According to data compiled from federal income tax returns, most counties recorded sizable net gains in migration. The big winners during the 1980s were Montgomery (45,509), Howard (39,752), Carroll (23,695), Harford (18,480) and Frederick (17,803).

This new reality poses many new questions for Baltimore County planners as they work to update the county's Master Plan by 1995. They must figure out where to direct land use, county programs and infrastructure improvements at a time when the old rules appear to be changing.

"The image of the county as being very wealthy and subject to growth pressures is not quite right," Mr. Fields said. "It's terribly complicated. This is a very delicate phase in the development of Baltimore County."

Most of the county's losses to out-migration occurred during the first half of the 1980s, Mr. Goldstein said. There was a smaller net gain in migration during the latter half of the decade.

"If you remember Baltimore County in the early 1980s, the county experienced a large number of layoffs and shutdowns in the manufacturing sector, especially steel and the smokestack industries," he said. "I'm sure that contributed to the outflow from Baltimore County during the first half of the decade."

The Internal Revenue Service data show that the largest number of people (8,185) who left Baltimore County between 1980 and 1985 went to the South, where manufacturing was relatively unscathed by the recession. Older residents who went South to retire also contributed to the movement.

At the same time, about 2,900 people arrived in the county from states in the Northeast and North Central United States, which were hit even harder than Maryland by the recession.

The county also saw net losses of population to all its neighboring counties and to communities in Pennsylvania. But those losses were more than offset by the arrival of 16,629 people moving in from Baltimore City.

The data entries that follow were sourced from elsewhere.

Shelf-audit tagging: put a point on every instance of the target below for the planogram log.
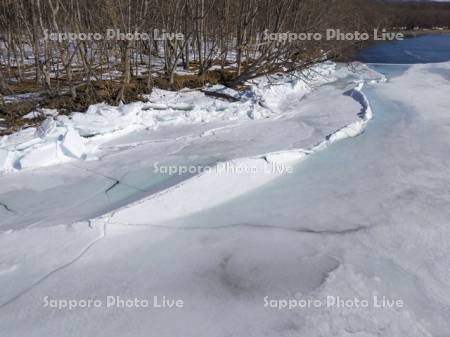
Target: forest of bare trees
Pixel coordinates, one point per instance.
(222, 42)
(221, 33)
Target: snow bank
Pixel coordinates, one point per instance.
(228, 180)
(51, 143)
(64, 138)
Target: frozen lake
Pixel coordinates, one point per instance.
(367, 217)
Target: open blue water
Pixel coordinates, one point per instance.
(423, 49)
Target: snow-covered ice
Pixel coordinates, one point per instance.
(356, 218)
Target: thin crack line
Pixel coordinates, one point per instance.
(54, 271)
(253, 226)
(6, 207)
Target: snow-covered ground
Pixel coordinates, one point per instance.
(353, 219)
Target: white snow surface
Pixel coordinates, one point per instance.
(357, 218)
(61, 138)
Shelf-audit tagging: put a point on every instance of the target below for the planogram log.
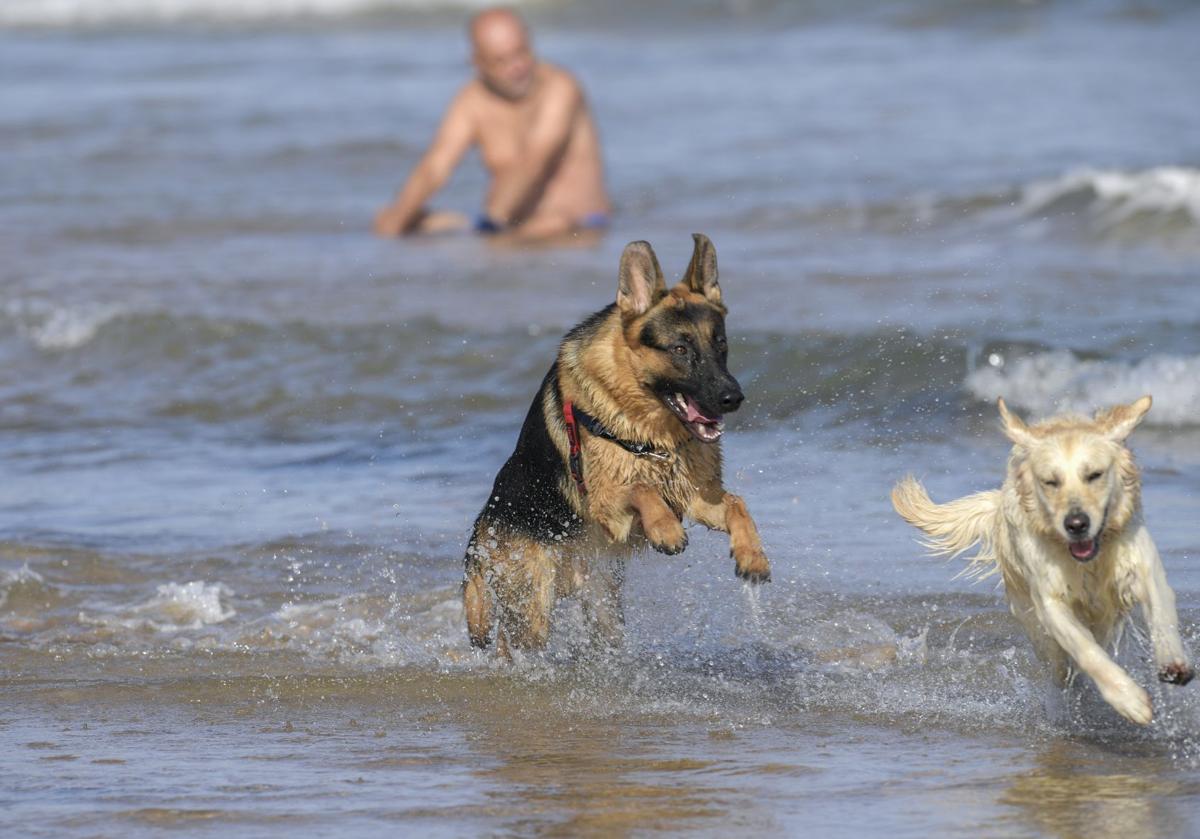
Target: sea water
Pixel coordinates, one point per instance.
(243, 441)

Planners believe that migration to the county was led by middle class blacks leaving the city in search of the same things middle class whites sought when they left the city a decade earlier -- single-family homes with yards, better public schools, less crime and more distance from the poor.

"They seem to have the same aspirations and prejudices as white families," Mr. Fields said.

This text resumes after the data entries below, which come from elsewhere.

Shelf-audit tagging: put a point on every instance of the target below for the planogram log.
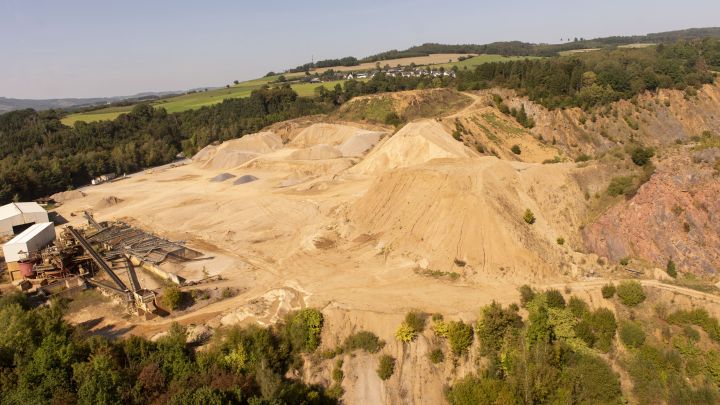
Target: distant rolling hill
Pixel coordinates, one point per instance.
(11, 104)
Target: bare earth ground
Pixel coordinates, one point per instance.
(367, 224)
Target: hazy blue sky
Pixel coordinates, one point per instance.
(82, 48)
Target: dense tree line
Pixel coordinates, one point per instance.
(518, 48)
(40, 156)
(600, 77)
(346, 61)
(43, 359)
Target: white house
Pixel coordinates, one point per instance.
(16, 217)
(29, 241)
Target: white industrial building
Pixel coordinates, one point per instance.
(16, 217)
(29, 241)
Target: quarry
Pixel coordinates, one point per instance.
(367, 221)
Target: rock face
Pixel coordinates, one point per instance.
(674, 215)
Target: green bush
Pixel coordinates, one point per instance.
(529, 217)
(631, 293)
(641, 156)
(460, 337)
(620, 185)
(303, 328)
(526, 294)
(631, 334)
(670, 268)
(608, 291)
(578, 307)
(364, 340)
(494, 325)
(436, 356)
(416, 320)
(554, 298)
(386, 367)
(393, 119)
(405, 333)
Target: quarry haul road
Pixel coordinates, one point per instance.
(219, 308)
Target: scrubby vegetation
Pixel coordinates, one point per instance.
(45, 360)
(386, 367)
(630, 293)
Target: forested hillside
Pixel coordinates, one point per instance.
(39, 155)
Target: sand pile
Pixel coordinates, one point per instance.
(107, 202)
(248, 178)
(67, 196)
(221, 177)
(415, 143)
(317, 152)
(360, 143)
(330, 134)
(238, 151)
(468, 210)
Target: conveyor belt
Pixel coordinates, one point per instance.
(97, 258)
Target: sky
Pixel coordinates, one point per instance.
(100, 48)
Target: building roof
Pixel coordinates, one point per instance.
(28, 234)
(13, 209)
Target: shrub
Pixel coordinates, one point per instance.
(416, 320)
(172, 297)
(405, 333)
(303, 329)
(630, 293)
(670, 268)
(608, 291)
(578, 307)
(386, 367)
(620, 185)
(460, 337)
(554, 298)
(494, 324)
(526, 294)
(393, 119)
(441, 329)
(529, 217)
(364, 340)
(337, 373)
(603, 325)
(631, 334)
(436, 356)
(641, 156)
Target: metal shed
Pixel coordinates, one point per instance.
(16, 217)
(29, 241)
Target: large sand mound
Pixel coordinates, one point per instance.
(415, 143)
(317, 152)
(238, 151)
(360, 143)
(448, 212)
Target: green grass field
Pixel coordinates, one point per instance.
(243, 89)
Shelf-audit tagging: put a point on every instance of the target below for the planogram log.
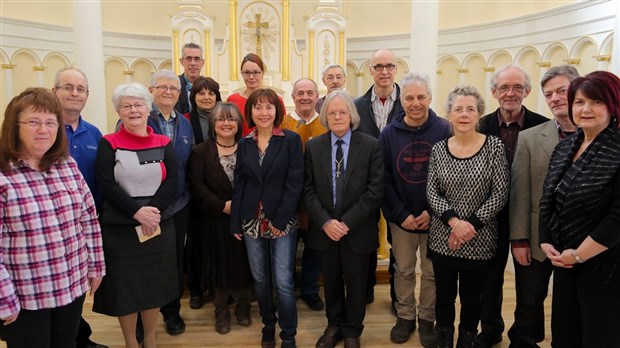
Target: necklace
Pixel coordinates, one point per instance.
(225, 146)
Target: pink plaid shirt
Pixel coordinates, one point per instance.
(50, 239)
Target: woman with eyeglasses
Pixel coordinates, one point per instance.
(136, 170)
(50, 240)
(252, 71)
(211, 170)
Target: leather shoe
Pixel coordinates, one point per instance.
(174, 325)
(195, 302)
(352, 342)
(91, 344)
(330, 338)
(313, 301)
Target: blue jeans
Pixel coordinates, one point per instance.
(274, 260)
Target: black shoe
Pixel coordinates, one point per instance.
(174, 325)
(484, 340)
(196, 302)
(91, 344)
(313, 301)
(402, 330)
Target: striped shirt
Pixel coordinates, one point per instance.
(50, 239)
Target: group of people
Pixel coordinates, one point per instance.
(229, 188)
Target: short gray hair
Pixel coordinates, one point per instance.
(339, 93)
(132, 90)
(416, 78)
(566, 70)
(465, 91)
(493, 82)
(166, 75)
(333, 66)
(59, 72)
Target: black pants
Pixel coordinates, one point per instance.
(181, 221)
(584, 312)
(469, 284)
(532, 286)
(44, 328)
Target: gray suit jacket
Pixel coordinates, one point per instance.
(363, 191)
(529, 169)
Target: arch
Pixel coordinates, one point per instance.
(579, 44)
(524, 51)
(118, 60)
(27, 52)
(556, 45)
(607, 45)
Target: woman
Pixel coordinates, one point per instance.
(50, 240)
(205, 94)
(343, 228)
(467, 187)
(135, 169)
(211, 170)
(268, 185)
(252, 70)
(580, 217)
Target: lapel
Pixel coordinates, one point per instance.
(548, 138)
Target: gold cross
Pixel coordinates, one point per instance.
(257, 24)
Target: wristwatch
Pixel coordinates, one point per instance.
(576, 257)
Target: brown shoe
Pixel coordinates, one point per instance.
(352, 342)
(330, 337)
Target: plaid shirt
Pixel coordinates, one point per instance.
(50, 239)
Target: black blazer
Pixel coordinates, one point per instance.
(363, 191)
(278, 182)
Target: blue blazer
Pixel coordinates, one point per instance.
(278, 182)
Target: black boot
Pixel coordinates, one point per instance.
(466, 338)
(445, 336)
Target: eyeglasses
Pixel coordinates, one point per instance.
(224, 119)
(516, 89)
(380, 67)
(137, 106)
(70, 88)
(192, 59)
(166, 88)
(38, 123)
(250, 73)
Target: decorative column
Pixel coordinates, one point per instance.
(462, 76)
(542, 103)
(88, 50)
(424, 19)
(38, 72)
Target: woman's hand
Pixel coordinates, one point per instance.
(149, 217)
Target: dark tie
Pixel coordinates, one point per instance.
(339, 177)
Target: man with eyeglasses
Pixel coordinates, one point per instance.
(377, 108)
(510, 85)
(529, 169)
(71, 89)
(192, 62)
(165, 120)
(334, 78)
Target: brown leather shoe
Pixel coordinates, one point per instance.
(352, 342)
(330, 337)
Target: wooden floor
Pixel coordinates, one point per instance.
(201, 332)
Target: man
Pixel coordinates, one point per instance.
(406, 145)
(192, 62)
(377, 108)
(343, 191)
(304, 120)
(529, 169)
(334, 78)
(510, 85)
(166, 121)
(71, 88)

"In the second half of the decade things kind of reversed, and Baltimore County became a net gainer," Mr. Goldstein said. Again, the economy provides an explanation.

"The latter half of the 1980s were very good economically," he said. "There was a lot of job growth in the state and in Baltimore County. Where the growth occurred was mostly in the non-manufacturing sector -- services -- although Baltimore County did benefit from increased defense expenditures characteristic of the Reagan Administration . . . at least until 1988 or 1989."

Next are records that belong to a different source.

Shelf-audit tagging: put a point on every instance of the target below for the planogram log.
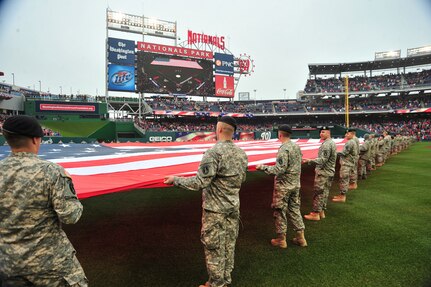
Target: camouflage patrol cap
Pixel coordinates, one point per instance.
(23, 125)
(285, 128)
(228, 120)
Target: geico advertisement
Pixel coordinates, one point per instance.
(160, 139)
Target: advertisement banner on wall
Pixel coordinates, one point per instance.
(121, 51)
(224, 86)
(174, 50)
(66, 108)
(121, 78)
(223, 64)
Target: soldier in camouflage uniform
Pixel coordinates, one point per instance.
(220, 175)
(347, 163)
(387, 142)
(354, 171)
(36, 197)
(324, 174)
(373, 145)
(364, 156)
(380, 152)
(286, 200)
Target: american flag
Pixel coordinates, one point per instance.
(99, 169)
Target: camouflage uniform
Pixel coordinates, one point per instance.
(324, 173)
(220, 175)
(387, 141)
(36, 196)
(286, 200)
(380, 152)
(373, 146)
(347, 163)
(354, 171)
(364, 155)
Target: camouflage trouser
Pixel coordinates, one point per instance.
(76, 278)
(288, 206)
(386, 154)
(373, 161)
(345, 172)
(322, 185)
(354, 173)
(218, 235)
(362, 167)
(379, 158)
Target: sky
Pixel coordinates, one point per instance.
(59, 45)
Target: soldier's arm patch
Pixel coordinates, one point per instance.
(69, 188)
(280, 160)
(207, 169)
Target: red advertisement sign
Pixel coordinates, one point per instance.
(173, 50)
(193, 38)
(70, 108)
(224, 86)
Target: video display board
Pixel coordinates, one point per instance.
(164, 73)
(121, 78)
(66, 108)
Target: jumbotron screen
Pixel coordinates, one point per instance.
(161, 73)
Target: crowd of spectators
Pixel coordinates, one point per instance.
(419, 128)
(195, 125)
(364, 83)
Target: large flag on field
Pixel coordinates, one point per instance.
(99, 169)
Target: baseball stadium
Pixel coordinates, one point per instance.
(159, 116)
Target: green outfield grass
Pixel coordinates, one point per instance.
(380, 237)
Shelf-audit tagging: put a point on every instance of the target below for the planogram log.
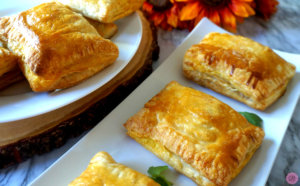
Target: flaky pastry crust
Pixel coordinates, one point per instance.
(106, 11)
(58, 48)
(103, 170)
(9, 70)
(106, 30)
(196, 134)
(238, 67)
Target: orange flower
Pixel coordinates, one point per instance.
(187, 13)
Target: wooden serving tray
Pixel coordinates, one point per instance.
(20, 140)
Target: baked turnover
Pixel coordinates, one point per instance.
(106, 30)
(103, 170)
(196, 134)
(58, 48)
(238, 67)
(106, 11)
(9, 70)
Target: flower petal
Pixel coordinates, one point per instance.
(189, 11)
(214, 17)
(241, 9)
(228, 19)
(148, 7)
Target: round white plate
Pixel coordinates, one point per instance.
(19, 102)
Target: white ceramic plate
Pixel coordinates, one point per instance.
(109, 135)
(19, 102)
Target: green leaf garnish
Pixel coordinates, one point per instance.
(155, 174)
(252, 118)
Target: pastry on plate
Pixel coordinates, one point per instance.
(58, 48)
(196, 134)
(9, 70)
(103, 170)
(106, 30)
(106, 11)
(238, 67)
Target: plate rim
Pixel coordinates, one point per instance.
(203, 21)
(39, 113)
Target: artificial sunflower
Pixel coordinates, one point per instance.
(181, 14)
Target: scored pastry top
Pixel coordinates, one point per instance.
(204, 132)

Net migration from Northeastern states into Baltimore County tripled during the last half of the decade, while the net loss of countians to the South and West fell from about 9,800 to just 2,900.

At the same time, the number of Baltimore County residents packing up and moving to burgeoning developments in Carroll and Harford counties nearly doubled, from 8,900 to more than 17,000.

"It's essentially during the latter half of 1980s that these 'second-tier' suburban counties developed quite rapidly," Mr. Goldstein said, citing building permit data. "Out-migration from Baltimore County was most likely younger families moving out to the outer suburban ring."